Peer Trican Well Service, on the other hand, has taken a cautious approach, said Tahmazian.
Calfrac reduced operating expenses by 23% compared to 2014-2019, while revenues fell by 35%. Trican cut expenses by 69%, as revenues fell 74%, including the sale of certain businesses, according to Refinitiv data.
In June, after Calfrac missed interest payments, he said he would work with advisers to explore his options. Dan Wilks acquired about a quarter of Calfrac’s second-tier debt for $ 18.4 million, the case showed, giving his investment group Wilks Brothers greater influence over the company’s future.
Efforts to reach the Wilks brothers failed. Dan Wilks has also acquired stakes in hard-hit US service companies.
Since deferring its interest payment on a debt of $ 432 million, Calfrac has 30 days, unless extended, to pay or find another solution before a default that could lead to restructuring by bankruptcy, said analyst Ian Gillies of Stifel FirstEnergy.
Calfrac President Lindsay Link declined to comment on the options during his delayed quarterly conference call on June 25.
“We do not expect a return to normal activity levels in the short term,” he said.
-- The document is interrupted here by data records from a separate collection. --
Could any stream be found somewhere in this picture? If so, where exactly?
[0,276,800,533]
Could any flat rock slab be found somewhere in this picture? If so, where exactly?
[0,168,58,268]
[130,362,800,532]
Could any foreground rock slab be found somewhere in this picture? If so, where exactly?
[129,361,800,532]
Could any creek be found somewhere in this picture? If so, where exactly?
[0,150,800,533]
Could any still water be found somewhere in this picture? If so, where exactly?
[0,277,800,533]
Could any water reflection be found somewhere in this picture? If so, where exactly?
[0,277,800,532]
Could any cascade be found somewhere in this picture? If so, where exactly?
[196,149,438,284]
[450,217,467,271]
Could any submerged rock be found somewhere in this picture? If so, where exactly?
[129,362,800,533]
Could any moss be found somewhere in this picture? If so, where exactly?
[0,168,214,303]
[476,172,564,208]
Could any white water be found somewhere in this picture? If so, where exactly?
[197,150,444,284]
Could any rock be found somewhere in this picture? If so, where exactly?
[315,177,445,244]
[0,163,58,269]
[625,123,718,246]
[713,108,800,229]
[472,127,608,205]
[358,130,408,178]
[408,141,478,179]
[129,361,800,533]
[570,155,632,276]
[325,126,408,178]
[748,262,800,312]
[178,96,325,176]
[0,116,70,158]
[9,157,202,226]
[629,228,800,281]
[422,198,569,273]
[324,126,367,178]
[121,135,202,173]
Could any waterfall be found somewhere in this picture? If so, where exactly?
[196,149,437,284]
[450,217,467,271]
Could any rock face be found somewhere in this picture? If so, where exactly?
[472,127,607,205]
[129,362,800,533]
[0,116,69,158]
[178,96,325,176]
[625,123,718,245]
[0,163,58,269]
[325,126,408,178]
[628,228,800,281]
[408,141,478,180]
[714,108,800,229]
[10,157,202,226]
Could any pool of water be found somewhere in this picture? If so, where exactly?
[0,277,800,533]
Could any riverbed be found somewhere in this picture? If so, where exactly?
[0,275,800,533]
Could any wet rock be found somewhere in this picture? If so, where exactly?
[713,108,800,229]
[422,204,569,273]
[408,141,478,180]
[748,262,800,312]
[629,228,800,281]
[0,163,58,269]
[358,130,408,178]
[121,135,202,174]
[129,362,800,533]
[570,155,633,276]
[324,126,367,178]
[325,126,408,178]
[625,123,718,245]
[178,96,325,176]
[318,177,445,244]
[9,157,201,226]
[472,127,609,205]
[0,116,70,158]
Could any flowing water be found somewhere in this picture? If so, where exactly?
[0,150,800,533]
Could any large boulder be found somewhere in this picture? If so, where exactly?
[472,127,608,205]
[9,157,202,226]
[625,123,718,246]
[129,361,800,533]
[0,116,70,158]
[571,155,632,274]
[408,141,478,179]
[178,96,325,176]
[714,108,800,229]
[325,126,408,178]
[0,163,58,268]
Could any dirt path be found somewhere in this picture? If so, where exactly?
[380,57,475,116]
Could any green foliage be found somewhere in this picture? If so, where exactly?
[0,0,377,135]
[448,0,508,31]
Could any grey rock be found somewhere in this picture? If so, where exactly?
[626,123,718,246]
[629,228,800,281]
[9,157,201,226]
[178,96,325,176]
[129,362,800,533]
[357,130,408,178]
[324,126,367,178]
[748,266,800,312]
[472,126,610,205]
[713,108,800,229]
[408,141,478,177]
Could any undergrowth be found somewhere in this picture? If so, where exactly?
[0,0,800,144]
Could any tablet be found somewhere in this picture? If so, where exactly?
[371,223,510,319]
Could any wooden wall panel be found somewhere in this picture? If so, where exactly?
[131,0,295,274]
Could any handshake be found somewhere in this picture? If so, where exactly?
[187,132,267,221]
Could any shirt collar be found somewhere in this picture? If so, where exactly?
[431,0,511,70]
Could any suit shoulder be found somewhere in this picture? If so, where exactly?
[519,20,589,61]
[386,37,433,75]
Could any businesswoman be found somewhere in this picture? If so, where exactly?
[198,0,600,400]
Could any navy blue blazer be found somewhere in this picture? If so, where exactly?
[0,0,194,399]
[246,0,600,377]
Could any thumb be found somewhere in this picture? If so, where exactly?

In a statement, the company said it had the ability and the ability to pay interest.
He declined to comment.
Small producers with little capacity to sell assets or raise new debt or new capital face a “refinancing wall,” said Victor Vallance, senior vice president, energy, with credit scout DBRS Morningstar.
“You are going to see more consolidation,” he predicted.
Government loans have done little to help.
In the meantime, lenders assess their confidence in management teams and assess operating costs to decide on their flexibility, said Fougère of Torys.